6 Januari 2016 – (DetikNews) – Setelah ditunjuk sebagai Ketua Fraksi Partai Golongan Karya di Dewan Perwakilan Rakyat, Setya Novanto ‘menggusur’ orang-orangnya Ade Komarudin. Bambang Soesatyo (Bamsoet) yang keras mengkritik Novanto dalam kasus ‘papa minta saham’ dilengserkan dari jabatannya selaku Sekretaris Fraksi Golkar.

Novanto juga menggeser orang-orang Sentral Organisasi Karyawan Swadiri Indonesia (SOKSI), ormas pendiri Golkar. Salah satunya adalah Waketum SOKSI Achmadi Noor Supit yang dicopot dari jabatannya sebagai Ketua Badan Anggaran DPR. Seperti diketahui Ade Komarudin saat ini menjabat sebagai Ketua Umum SOKSI.

Aksi ‘menggusur’ orang-orang Ade Komarudin di DPR menambah konflik baru di tubuh Partai Golkar. Sejumlah anggota DPR dari Fraksi Golkar mempertanyakan legalitas dan kewenangan Novanto merotasi politisi partai beringin di Senayan.

Bambang Soesatyo menyebut bahwa hingga saat ini Ketua Fraksi Partai Golkar di DPR yang sah adalah Ade Komarudin. Sesuai Undang Undang Nomor 17 Tahun 2014 tentang MPR, DPR, DPD dan DPRD (UU MD3), mekanisme pergantian pimpinan fraksi harus didahului surat oleh partai politik ke pimpinan DPR.

Setelah ada surat dari pimpinan parpol, maka akan dibahas di rapat pimpinan DPR dan Badan Musyawarah. Selanjutnya akan diagendakan pembacaan atas struktur kepengurusan yang baru di sidang paripurna DPR. “Lalu keluarlah surat keputusan yang baru tentang struktur pimpinan fraksi yang baru yang ditandatangani oleh Ketua DPR definitif, bukan pelaksana tugas dengan surat resmi dari kesekjenan DPR,” kata Bambang kepada wartawan, Rabu (6/1/2016).

Dia menduga Novanto tak sabar untuk segera bekerja. “Tampaknya kawan itu (Novanto) sudah nggak sabar,” tambah Bambang.

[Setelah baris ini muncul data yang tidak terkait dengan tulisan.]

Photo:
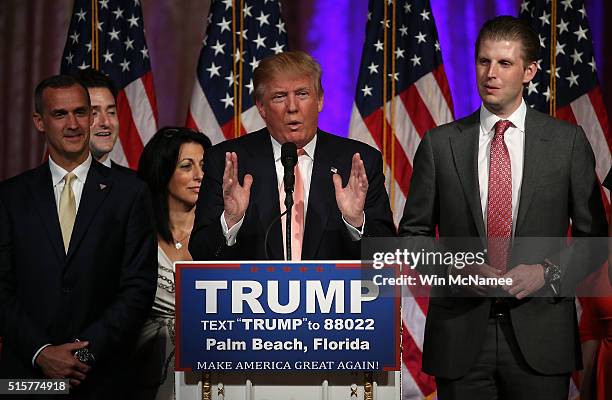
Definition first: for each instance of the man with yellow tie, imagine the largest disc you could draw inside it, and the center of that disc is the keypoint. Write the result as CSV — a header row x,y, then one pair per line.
x,y
77,255
339,186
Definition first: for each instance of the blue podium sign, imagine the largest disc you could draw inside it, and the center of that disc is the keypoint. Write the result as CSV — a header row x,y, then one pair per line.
x,y
308,316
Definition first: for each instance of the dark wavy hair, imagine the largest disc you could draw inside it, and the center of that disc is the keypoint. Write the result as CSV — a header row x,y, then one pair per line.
x,y
156,167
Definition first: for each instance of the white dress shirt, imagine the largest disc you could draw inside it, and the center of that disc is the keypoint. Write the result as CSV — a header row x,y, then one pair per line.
x,y
515,142
57,180
306,162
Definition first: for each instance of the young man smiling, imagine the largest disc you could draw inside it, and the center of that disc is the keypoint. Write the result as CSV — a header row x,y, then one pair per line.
x,y
505,173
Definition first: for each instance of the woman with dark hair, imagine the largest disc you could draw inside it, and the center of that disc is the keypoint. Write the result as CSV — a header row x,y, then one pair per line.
x,y
596,332
171,165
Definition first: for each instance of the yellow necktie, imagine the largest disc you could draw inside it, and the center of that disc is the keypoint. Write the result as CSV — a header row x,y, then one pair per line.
x,y
67,209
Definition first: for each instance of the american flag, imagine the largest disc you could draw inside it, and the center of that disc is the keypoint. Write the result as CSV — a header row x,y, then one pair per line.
x,y
402,64
108,35
237,39
573,93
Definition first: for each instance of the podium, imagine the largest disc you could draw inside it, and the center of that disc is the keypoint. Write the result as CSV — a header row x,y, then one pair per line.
x,y
284,330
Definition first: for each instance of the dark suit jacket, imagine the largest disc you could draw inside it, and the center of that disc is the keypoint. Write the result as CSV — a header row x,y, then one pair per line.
x,y
101,291
122,168
325,234
559,184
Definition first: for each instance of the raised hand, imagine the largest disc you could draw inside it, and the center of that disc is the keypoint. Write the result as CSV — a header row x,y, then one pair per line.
x,y
58,362
235,196
351,198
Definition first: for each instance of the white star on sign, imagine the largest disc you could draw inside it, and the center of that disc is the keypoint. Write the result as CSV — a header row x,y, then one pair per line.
x,y
367,91
581,33
81,14
218,48
108,56
566,4
228,101
254,64
214,70
224,25
573,79
118,13
75,37
114,34
263,19
562,26
260,41
129,44
125,65
545,18
133,21
420,37
576,57
532,87
559,49
278,48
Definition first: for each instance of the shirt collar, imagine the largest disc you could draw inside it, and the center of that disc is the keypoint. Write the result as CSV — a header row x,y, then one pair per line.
x,y
308,149
488,119
58,173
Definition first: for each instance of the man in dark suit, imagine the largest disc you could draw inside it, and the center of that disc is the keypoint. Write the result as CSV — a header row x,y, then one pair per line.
x,y
77,255
105,121
504,174
344,197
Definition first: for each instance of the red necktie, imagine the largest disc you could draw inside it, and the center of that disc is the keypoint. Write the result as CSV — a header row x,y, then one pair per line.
x,y
499,202
297,213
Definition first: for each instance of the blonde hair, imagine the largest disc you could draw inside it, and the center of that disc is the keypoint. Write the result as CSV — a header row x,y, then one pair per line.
x,y
287,63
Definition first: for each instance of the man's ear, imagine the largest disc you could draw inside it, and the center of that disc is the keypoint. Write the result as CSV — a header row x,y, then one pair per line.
x,y
260,108
38,122
530,71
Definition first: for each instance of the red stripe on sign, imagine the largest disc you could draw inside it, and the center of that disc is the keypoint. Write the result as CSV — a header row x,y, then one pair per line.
x,y
417,110
128,134
565,113
440,76
412,359
147,81
403,168
602,115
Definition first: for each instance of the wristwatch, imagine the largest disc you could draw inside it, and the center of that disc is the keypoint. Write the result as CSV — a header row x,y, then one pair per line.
x,y
84,355
552,276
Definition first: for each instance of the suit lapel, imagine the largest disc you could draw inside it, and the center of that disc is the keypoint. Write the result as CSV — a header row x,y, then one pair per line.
x,y
319,198
44,200
265,189
536,139
464,147
97,187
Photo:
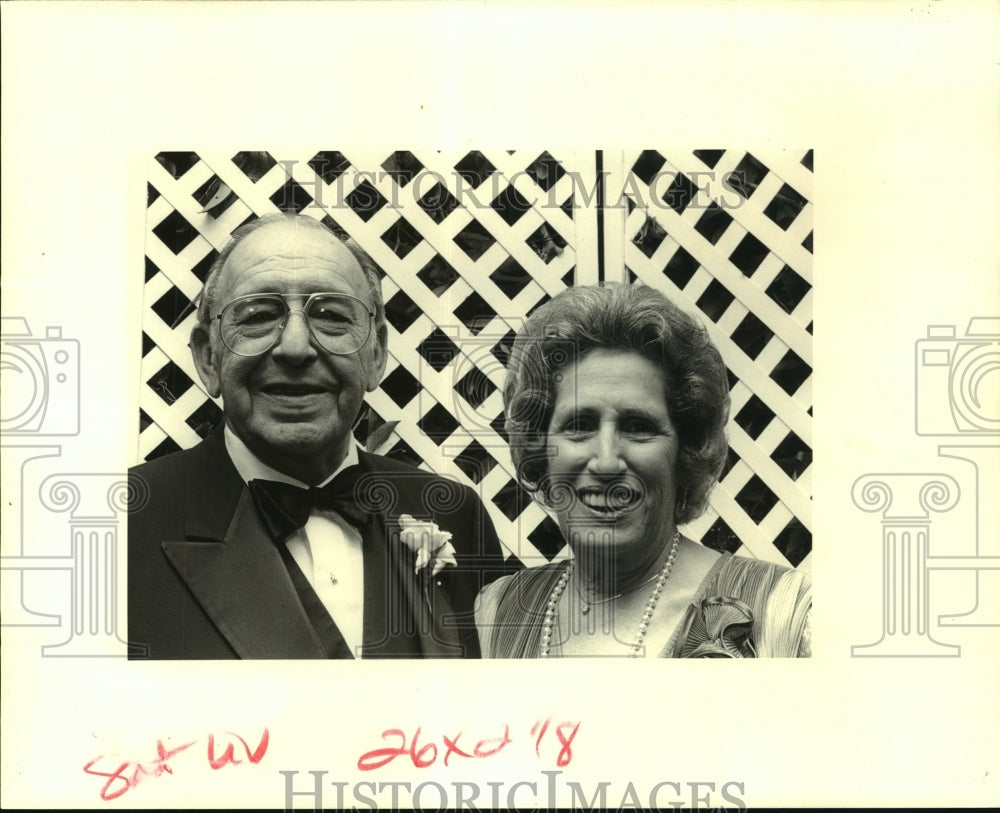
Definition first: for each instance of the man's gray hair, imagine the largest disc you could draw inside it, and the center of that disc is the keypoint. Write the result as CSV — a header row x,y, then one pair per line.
x,y
208,306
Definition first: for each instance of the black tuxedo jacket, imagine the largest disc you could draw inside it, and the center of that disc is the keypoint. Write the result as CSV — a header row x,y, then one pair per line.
x,y
205,579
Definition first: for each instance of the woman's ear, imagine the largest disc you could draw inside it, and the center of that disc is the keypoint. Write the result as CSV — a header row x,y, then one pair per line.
x,y
206,360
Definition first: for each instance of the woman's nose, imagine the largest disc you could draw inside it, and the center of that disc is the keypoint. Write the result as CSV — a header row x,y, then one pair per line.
x,y
295,345
606,454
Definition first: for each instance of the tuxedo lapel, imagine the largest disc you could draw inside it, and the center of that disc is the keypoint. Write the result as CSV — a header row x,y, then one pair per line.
x,y
244,587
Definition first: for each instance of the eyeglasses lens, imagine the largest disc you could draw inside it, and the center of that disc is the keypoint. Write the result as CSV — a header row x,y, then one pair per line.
x,y
339,324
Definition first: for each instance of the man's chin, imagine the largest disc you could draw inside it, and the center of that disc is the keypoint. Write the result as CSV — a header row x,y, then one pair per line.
x,y
301,446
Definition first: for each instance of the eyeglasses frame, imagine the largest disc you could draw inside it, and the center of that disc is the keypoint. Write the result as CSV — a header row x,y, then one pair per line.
x,y
288,312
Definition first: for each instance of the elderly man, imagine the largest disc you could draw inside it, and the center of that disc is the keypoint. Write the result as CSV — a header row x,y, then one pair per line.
x,y
276,537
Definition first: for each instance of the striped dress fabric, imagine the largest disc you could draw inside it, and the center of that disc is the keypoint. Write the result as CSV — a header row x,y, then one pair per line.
x,y
775,603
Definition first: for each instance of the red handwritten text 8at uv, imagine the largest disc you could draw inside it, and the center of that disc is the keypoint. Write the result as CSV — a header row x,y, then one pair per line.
x,y
123,775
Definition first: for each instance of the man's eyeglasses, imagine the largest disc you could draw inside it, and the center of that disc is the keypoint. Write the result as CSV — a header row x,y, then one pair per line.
x,y
252,324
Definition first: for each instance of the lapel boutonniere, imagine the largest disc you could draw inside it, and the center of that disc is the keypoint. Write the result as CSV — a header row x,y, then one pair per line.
x,y
718,627
431,545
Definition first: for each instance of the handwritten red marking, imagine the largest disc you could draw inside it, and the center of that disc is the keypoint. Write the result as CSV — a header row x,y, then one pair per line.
x,y
502,742
130,773
380,757
452,746
426,755
227,757
565,753
544,727
140,771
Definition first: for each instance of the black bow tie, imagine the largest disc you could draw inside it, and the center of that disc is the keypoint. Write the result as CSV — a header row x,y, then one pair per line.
x,y
285,508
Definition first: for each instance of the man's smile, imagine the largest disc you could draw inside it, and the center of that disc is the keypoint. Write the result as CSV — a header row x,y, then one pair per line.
x,y
293,390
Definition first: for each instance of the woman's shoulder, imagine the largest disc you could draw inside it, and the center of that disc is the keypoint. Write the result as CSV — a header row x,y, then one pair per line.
x,y
523,582
777,598
509,608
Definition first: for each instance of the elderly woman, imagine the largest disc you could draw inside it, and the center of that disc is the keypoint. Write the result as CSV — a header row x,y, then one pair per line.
x,y
616,404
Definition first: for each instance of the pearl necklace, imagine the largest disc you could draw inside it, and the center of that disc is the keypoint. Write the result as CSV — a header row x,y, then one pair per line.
x,y
548,621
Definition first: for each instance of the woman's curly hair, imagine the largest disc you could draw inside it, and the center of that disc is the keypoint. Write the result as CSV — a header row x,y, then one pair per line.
x,y
626,317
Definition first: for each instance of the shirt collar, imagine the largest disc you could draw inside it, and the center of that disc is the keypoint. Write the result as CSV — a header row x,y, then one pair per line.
x,y
251,467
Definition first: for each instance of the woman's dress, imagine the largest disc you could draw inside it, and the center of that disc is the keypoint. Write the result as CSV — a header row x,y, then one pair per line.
x,y
742,608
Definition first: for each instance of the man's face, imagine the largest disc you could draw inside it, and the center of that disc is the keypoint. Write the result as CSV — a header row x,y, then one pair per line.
x,y
292,406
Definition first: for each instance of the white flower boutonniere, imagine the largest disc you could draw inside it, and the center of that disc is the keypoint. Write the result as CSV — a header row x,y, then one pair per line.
x,y
431,545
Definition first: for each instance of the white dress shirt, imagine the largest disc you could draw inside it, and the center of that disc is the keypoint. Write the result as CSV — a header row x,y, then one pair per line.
x,y
327,549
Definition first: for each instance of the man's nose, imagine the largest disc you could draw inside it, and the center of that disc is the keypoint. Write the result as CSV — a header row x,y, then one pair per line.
x,y
606,451
295,345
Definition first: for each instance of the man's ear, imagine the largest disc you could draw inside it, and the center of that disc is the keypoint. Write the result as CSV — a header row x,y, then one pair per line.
x,y
380,356
205,360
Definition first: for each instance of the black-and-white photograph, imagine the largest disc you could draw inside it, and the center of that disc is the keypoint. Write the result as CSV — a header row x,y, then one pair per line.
x,y
565,397
417,405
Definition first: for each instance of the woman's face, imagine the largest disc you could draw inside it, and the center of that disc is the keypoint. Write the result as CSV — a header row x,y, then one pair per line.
x,y
613,455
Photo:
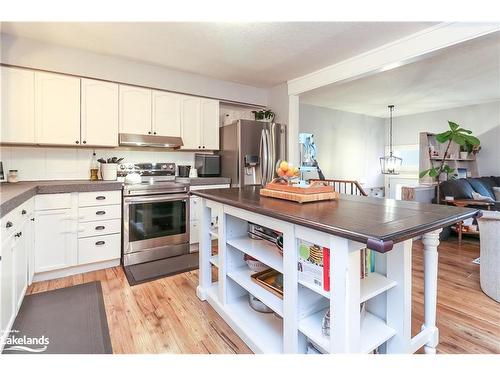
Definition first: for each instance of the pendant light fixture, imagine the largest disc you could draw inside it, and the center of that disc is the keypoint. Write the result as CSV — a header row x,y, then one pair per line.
x,y
390,164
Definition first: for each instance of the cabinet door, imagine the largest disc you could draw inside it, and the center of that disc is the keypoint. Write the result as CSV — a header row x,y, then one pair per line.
x,y
191,118
99,113
7,311
55,239
30,240
18,105
210,124
57,109
135,110
20,266
167,113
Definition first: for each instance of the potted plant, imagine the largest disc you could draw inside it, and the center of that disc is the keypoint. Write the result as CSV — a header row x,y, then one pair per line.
x,y
464,152
458,135
264,115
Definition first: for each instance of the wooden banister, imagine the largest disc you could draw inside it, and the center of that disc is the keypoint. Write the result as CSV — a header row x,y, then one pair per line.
x,y
344,186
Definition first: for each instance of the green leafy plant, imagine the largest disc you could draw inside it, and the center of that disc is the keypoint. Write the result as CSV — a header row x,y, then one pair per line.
x,y
264,114
456,134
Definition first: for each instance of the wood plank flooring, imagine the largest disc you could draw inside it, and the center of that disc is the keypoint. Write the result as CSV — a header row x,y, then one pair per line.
x,y
165,316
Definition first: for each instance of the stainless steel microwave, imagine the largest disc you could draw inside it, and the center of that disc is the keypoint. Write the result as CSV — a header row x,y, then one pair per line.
x,y
207,165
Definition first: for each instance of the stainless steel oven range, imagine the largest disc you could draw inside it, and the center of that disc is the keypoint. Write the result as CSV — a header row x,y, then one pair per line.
x,y
155,214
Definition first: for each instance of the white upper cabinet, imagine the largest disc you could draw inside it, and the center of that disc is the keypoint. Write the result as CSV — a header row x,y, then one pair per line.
x,y
135,110
99,113
210,124
18,105
191,122
57,109
166,113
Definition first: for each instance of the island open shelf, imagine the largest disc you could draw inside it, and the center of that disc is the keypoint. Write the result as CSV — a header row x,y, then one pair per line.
x,y
370,311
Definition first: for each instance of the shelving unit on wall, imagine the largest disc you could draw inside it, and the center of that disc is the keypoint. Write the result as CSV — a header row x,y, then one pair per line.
x,y
296,321
428,143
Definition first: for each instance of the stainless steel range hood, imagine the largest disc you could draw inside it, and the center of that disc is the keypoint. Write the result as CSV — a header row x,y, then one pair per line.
x,y
142,140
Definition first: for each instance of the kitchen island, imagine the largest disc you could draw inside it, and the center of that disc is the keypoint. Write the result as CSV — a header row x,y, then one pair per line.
x,y
367,314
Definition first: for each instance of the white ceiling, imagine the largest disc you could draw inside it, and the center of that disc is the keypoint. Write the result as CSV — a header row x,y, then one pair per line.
x,y
258,54
465,74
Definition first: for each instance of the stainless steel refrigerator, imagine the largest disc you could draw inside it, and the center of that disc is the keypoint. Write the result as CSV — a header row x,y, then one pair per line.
x,y
249,151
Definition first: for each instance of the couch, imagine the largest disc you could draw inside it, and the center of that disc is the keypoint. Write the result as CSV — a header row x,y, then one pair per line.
x,y
463,188
489,271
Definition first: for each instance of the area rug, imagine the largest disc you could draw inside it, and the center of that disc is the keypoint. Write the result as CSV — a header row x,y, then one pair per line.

Bambang sendiri hanya berkomentar singkat terkait pencopotan dirinya sebagai Sekretaris Fraksi Partai Golkar. “Santai saja (dicopot), malah bagus buat saya. Di mana pun bagi saya sama saja dan itu tidak akan mengubah sikap dan pendirian saya. Kalau salah, sikat. Nggak ada urusan!” katanya.

Achmadi Noor Supit juga mempertanyakan legalitas Novanto merombak pimpinan dan anggota fraksi. Pengangkatan Novanto sebagai Ketua FPG di DPR baru sebatas surat dari DPP Golkar, belum diputuskan di rapat pimpinan DPR dan Bamus.

“Itu surat dari DPP. Baru versinya partai, sementara apa itu nanti di paripurna akan bagaimana ya, karena status partai kan belum sah. Mengganti fraksi kan harus dari partai tapi partai belum diakui,” katanya. (sumber)

Prediksi Perpolitikan di 2016

30 Desember 2015 – (Tempo.co) – Politikus Partai Golkar, Bambang Soesatyo, memprediksi pada 2016 pemerintahan Presiden Joko Widodo dan Wakil Presiden Jusuf Kalla akan tetap gaduh seperti yang terjadi pada tahun ini. Hal itu disampaikan pada Rabu, 30 Desember 2015. Bambang berujar, sejumlah persoalan yang belum terselesaikan tahun ini bakal menjadi pemicu kegaduhan tahun depan, seperti isu reshuffle kabinet, skandal Freeport, dualisme kepengurusan Partai Golkar dan PPP yang berlarut-larut, serta desakan pencopotan Rini Soemarno.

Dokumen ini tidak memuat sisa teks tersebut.